I just ordered a netbook online, should be here in a couple days. I'll let you know then. I'm pretty sure it will run it just fine, as it's got more computing power than my computer at work... 1.6GHz Atom processor, 1GB ram, 120GB HD.

Edit: I should add that this is an XP home system, not Ubuntu/Linux, as I was pretty sure CB is a Windows only program.


----------



## Nostrildamus (Jun 17, 2009)

I don't see any reason why it wouldn't.  Most any netbook will meet the minimum system requirements, so it really shouldn't be any different than running on a pc or laptop.  My two cents, anyway!


----------



## Thanee (Jun 17, 2009)

The _only_ reason why it could be problematic is the 600px vertical resolution (not sure how big the interface is, but that could be a limit).

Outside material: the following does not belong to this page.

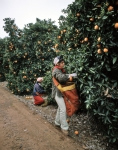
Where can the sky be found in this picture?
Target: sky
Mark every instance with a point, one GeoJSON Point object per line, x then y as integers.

Netbooks are just like regular Notebooks. They are completely capable of all typical office tasks (actually even overpowered for those ).

Bye
Thanee


----------



## Anthraxus (Jun 17, 2009)

Yep, I tried it, and it does work. Screen is a bit small, but not too bad. Downloaded and installed Ok. CB seems to work just fine, with a bit of scrolling here and there.


----------



## mishima4 (Jun 18, 2009)

I can also vouch for it working.  I have an asus eeepc 1000he.  Theres sort of an annoying load time when I hit next from section to section, but it may be just me.  Its like a web page just taking a split second too long to load, if that makes sense.  I dont know what calculations are so intense, I can play many 3d games (morrowind,fear,nolf2) at low settings very acceptably on this netbook. So maybe its just the program.  Ive never tried it on anything else.

Also annoying is the inability to resize windows.  Theres that zoom function but yeah, on a small netbook screen youll be scrolling through a box 2-3 lines at a time while the rest of the screen has unused space.  I know theres the zoom function but it defaults to the largest and thats still kind of awkward.

But far from unusable, I use it constantly.  And of course netbooks rock so rock on.


----------



## Asmor (Jun 18, 2009)

I can also vouch for it on an Acer Aspire One.

If you go to the options menu you can scale down the UI, which is a big help for fitting things, though it does make it harder to read...


----------



## Nylanfs (Jun 19, 2009)

Just curious (as I'm thinking of getting one also) anyone tried running PCGen on one? My current laptop has a loose connection in the video section and if I move it or flex the case any the monitor goew wonky and locks the system up.


----------